Correlation of hydrophilic aromatic residue

Given that aromatic residues are known to participate in ligand-binding function in CBMs, the identification of HARs was introduced into our homology-modeling scheme as they could serve ligand-binding aromatic residues. The occurrence times for the two upstream and downstream polar residues flanking 97 known ligand-binding aromatic residues were determined (see Table 3). In addition to the polar residues, the occurrence times for glycine and alanine were also determined. The large occurrence times for glycine and alanine can be rationalized on the basis of their relatively small sizes, which would minimize steric conflicts with their neighboring aromatic residues. Moreover, the HAR identification procedure can be used as a simple but effective sequence-based ligand-binding residue predictor. 97 known ligand-binding aromatic residues and 558 aromatic residues without experimental ligand-binding abilities in 49 CBM structure templates were used as positive and negative sets, respectively (see Supporting Information Table S2). In comparison with a sequence-based ligand-binding residue predictor, FRcons-lig [26], which combined information of amino acid conservation, secondary structure and relative solvent accessibility, the number of true positives for any given number of false positives was larger for HAR-based predictor than FRcons-lig as shown in Figure 6. With the cut-off threshold for the sum of weighted scores set to 97, the true positive and false positive percentages were 74.2% and 46.2%, respectively. Because some of the “real” ligand-binding aromatic residues have yet to be determined, the false and true positive percentage is an overestimation and underestimation, respectively. When more experimentally determined ligand-binding aromatic residues become available, the false and true positive percentage are expected to be decreased and increased, respectively. Furthermore, our intention was not just to build reliable in silico structures but also to be able to correlate structural aspects of CBMs with the corresponding experimental functional assays. Here, we mainly focused on the prediction of the HARs of CBMs that possibly bind substrate polysaccharides. In fact, a typical CBM ligand-binding site contains multiple aromatic and polar residues. To fully characterize the ligand-binding sites of CBMs, polar residues in the vicinity of the predicted HARs in the in silico structures may also be involved in ligand-binding function.

Table 3. Occurrence times for residues that flank known ligand-binding aromatic residues.

G	N	S	T	D	A	Q	I	E	K	V	L	Y	P	C	M	F	H	R	W
49	43	34	34	33	30	27	22	22	20	16	13	9	8	6	6	6	4	3	3

Open in a new tab

The occurrence times were derived from the two upstream and downstream residues flanking 97 known aromatic ligand-binding residues and were transformed into weighted scores for HAR prediction.

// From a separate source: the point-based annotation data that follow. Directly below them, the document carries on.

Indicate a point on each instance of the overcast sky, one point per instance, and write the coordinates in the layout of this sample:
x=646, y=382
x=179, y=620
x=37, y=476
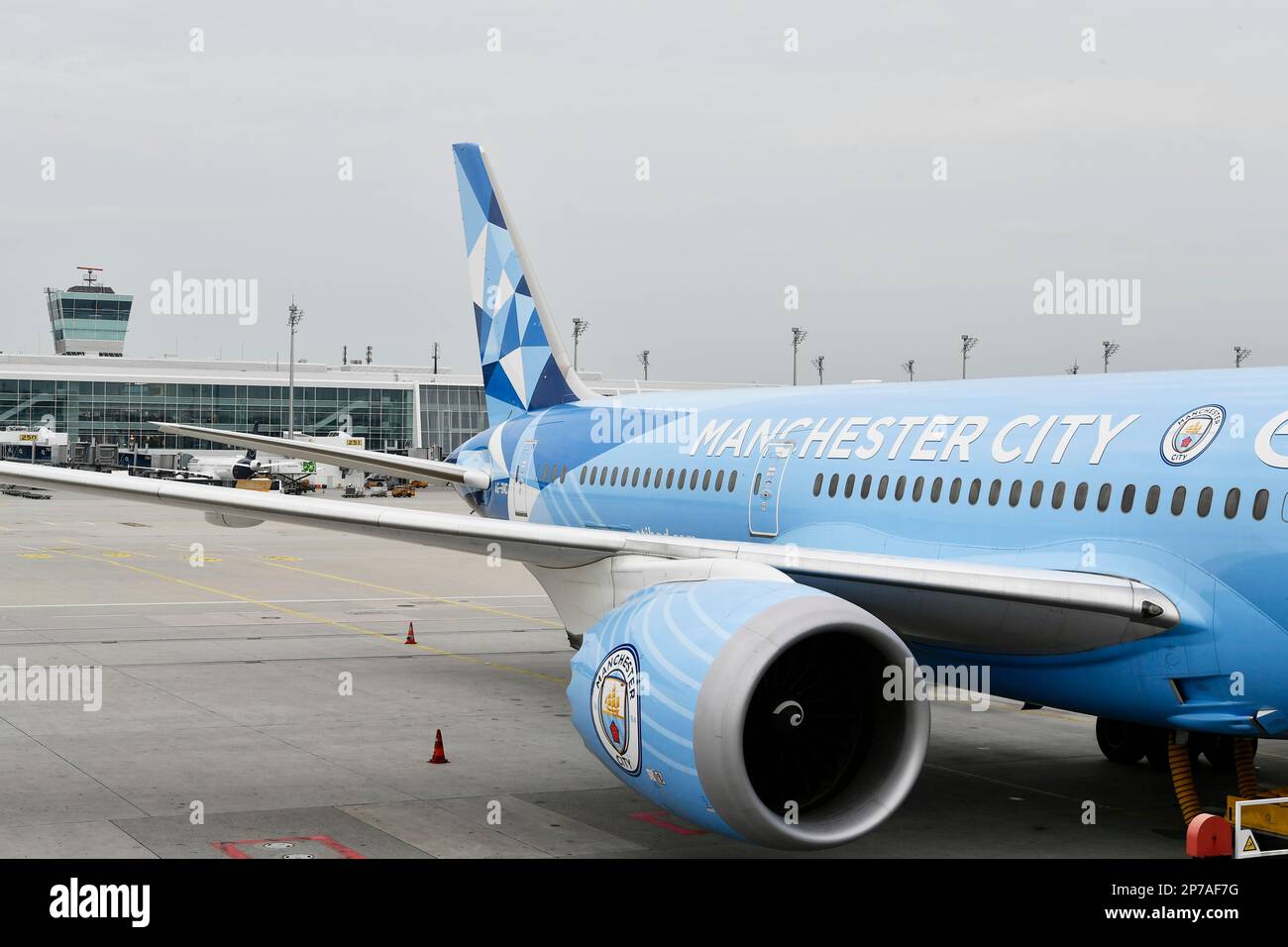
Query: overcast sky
x=767, y=169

97 known ligand-binding aromatic residues and 558 aromatic residues without experimental ligand-binding abilities in 49 template structures (see Supporting Information Table S2) are as positive and negative sets for prediction of ligand-binding aromatic residues, respectively. The ROC curves are generated by HAR-based and FRcons-lig [26] predictions.

How to use DS-CBMs

All in silico structures simulated in this study have been deposited into DS-CBMs at http://dscbm.life.nthu.edu.tw and http://dscbm.cs.ntou.edu.tw. The 817 target CBMs can be searched for by their CBM family, protein, or organism names, and by keywords. In answer to a query, matched CBMs with brief profiles as shown in Figure 7(A) are returned. Additionally, the CBM entry, organism, and structure template(s) are accessible via cross-database hyperlinks. Finally, the in silico structure with the best surface-potential z score is identified. Directly clicking on the structural preview image allows users to switch into the interactive 3D visualization interface where the structure can be manipulated as shown in Figure 7(B). Rotation and shift functions are provided in the control panel and all operating functions can be accessed by clicking the right mouse button. At the bottom, HARs and known ligand-binding residues are annotated in the sequence view. Finally, clicking on a specific amino acid within the target sequence highlights its position in the corresponding in silico structure. Researchers may also submit a CBM sequence to the on-line structure modeling system. When the modeling procedure is completed, a page similar to that shown in Figure 7(B) will be generated.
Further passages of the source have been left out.